The most recent, and starkest, example of this is the way Jeremy Corbyn has been treated over the years of his Labour leadership by the mainstream British press. It is always wise to take such accusations with a handful of salt, see Trump’s attack on CNN etc, however even seasoned political analysts like David Dimbleby have spoken out over the “the unfair deal at the hands of the press” suffered from Jeremy Corbyn. Recent academic research underpins this with a paper coming from LSE’s media department over the last year outlining “the journalistic representations of Jeremy Corbyn in (the) British Press”. By studying eight British daily national newspapers over a month long period, they ultimately found that “Jeremy Corbyn was represented unfairly by the British press” on the whole. They found that “through a process of vilification that went well beyond the normal limits of fair debate and disagreement in a democracy.” Attacks on Corbyn were not measured, sustainable and he proved to be distasteful for the majority of the press consuming public. The report found that he was regularly “denied his own voice” in the paper’s stories, only rectified when the media bias laws came into effect in the six weeks up to the general election. This was a continued assault from all sides being “systematically treated with scorn and ridicule in both the broadsheet and tabloid press in a way that no other political leader is or has been”. The newspapers in question were found to have failed “to give the reading public a fair opportunity to form their own judgement”. Resulting in the news media slipping from their perceived “watchdog role” to an “attack dog” persona.

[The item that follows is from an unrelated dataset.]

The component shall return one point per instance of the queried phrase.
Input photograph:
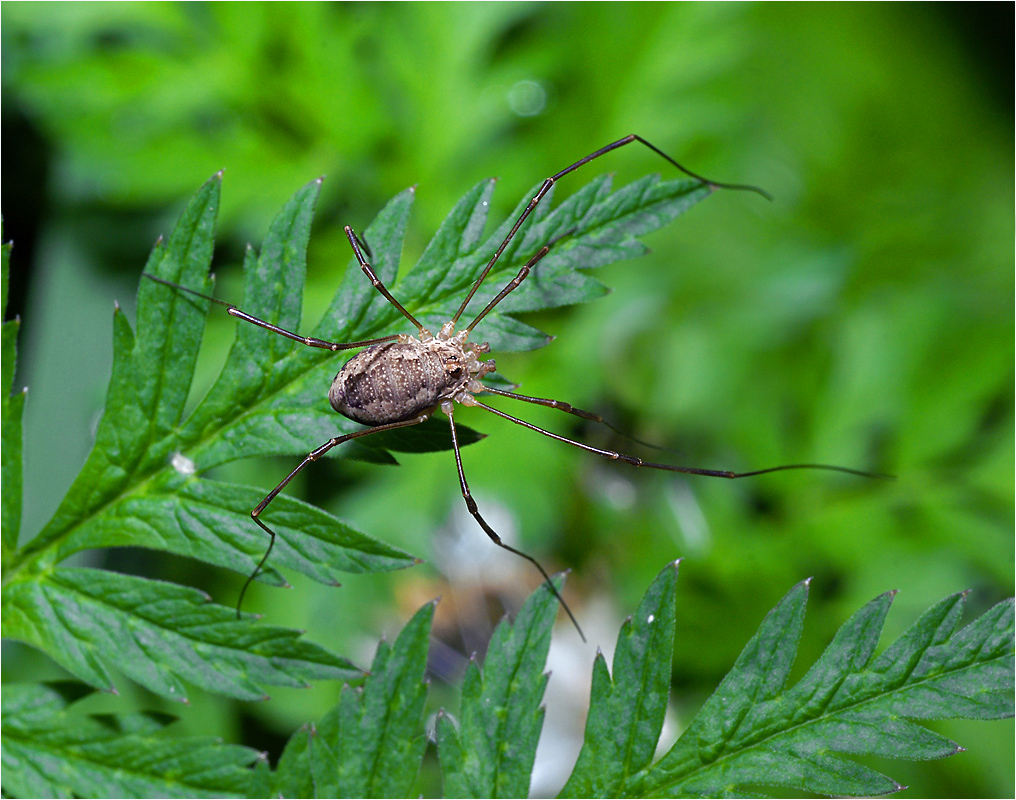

Deep cracks appear in our democracy when we consider these attacks on the perceived threat of a Corbyn government. If we look into who actually owns these newspapers, we might be able to gauge why the attack on Corbyn was so vitriolic in its distain for every part of his personality and policies. Out of the all of daily national newspapers on sale in Britain four people control over 75% of them, with Lord Rothermere (27.3%) and Rupert Murdoch (24.9%) controlling the lion’s share of both print and online media formats. It is clear that these moguls have vested interests in deflecting and preventing Corbyn’s rise and instead backing a middle ground politician who will not threaten the status quo as much. The sinister side of this is the plain disrespect for the free press, democratic notions and the public’s need to hold all of the facts to make an informed decision.
The issues which arise when we consider this stabilising class are manifold, how can we say we live in a complete democracy when most of the media is controlled by a group of shady moguls who openly manipulate and spin events to further their own needs? This is not a conspiracy theory in the zeitgeist sense, but rather something that needs to be addressed through halting mass privatisation, by splitting up and independently stopping monopolies of our news and media organisations and instilling more ironclad and robust bias laws which should effect everybody. A stabilising class is not good for our democracies, it stands in the way of the true will of the people (see the approval ratings of Labour’s policies) and a media that only acts in the interests of its owners and does not truly present true new, is only okay when their interests remain benign. The truth is we need to snap these people out of power before their actions take on a more sinister tone and the everyday people are the victims of this wielding of power (if they haven’t been already). The language they will understand is the removal of their power.